Make sure the small group in your canary release is representative of your overall users. Older versions of a phone's operating system may be missed if a canary release only goes to people with the latest phones.

A canary release can be used to test capacity management and user acceptance. If you roll out a new feature to a group and realize that it consumes too many resources, you can turn the feature off and make the product better.

Targeted releases

It makes sense to target a release based on something other than percentages. A food delivery service could try out a new feature or set of related features in one medium-size city to see how it works for multiple types of users.

If that service makes a change that affects restaurants, drivers, and consumers, all of those users should receive the change at the same time.
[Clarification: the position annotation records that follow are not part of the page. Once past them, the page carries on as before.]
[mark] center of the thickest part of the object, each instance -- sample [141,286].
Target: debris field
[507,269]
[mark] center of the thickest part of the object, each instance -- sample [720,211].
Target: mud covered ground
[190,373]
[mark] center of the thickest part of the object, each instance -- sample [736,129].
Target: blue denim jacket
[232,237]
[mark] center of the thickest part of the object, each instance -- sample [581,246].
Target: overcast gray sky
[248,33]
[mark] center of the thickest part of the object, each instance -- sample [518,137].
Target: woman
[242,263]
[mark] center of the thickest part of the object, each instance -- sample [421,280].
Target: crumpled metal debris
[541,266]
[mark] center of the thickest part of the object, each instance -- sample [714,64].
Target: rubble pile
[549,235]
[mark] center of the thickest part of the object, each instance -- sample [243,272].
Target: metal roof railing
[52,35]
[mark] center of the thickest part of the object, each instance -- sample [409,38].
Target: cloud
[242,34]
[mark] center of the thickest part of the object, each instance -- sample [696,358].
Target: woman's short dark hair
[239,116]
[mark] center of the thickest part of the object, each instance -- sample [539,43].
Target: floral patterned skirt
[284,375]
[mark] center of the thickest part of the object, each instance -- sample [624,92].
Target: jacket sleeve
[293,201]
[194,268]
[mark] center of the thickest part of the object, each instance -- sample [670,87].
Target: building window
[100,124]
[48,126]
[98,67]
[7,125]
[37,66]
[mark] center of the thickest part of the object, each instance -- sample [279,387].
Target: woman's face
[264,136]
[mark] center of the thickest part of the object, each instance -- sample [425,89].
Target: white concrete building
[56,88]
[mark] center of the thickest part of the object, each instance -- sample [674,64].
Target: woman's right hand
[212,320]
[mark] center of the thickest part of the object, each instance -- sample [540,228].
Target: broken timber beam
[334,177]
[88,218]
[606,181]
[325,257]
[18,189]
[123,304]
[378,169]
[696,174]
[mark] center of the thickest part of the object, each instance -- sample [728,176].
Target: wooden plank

If the city-wide roll out produces good results, the service can release it to the rest of their user base.

Entitlement releases

It's possible that you want a flag that affects access. What users can do on your platform is affected by these flags. An entitlement release can be used to add a feature that is only for a small group of users. If you had a premium service, you could change the release to only allow people who paid a membership fee to use it.

You can combine entitlement releases with percentage-based releases or canary releases, but only some users will have access to the feature after the release is done.

Post-release tasks

When the feature is fully deployed, your flag's lifecycle doesn't finish. You need to have metrics and monitoring set up to view human and system behaviors, and you need to have a plan to remove temporary flags after you fully implement the new feature.

Tracking metrics.

We can determine whether something is improving or not by using metrics. When releasing new features, you should consider what metrics you need to track.

With the deployment of a new feature, the availability, reliability, and response time of the application should not change. Before, during, and after you deploy code, set up monitoring to make sure it doesn't degrade.

Depending on your objectives and business, the metrics you track will be different. Tracking metrics such as page load time, errors, uptime, conversions, or user registration can tell you whether a feature is performing well or causing problems.

The flags are being removed.

It is not a good idea to include deployment and release flags in your code. After a feature is stable and fully released, you can remove the code associated with the feature flags. It eliminates the chance of accidental deactivation of the feature and makes your code easier to read and understand.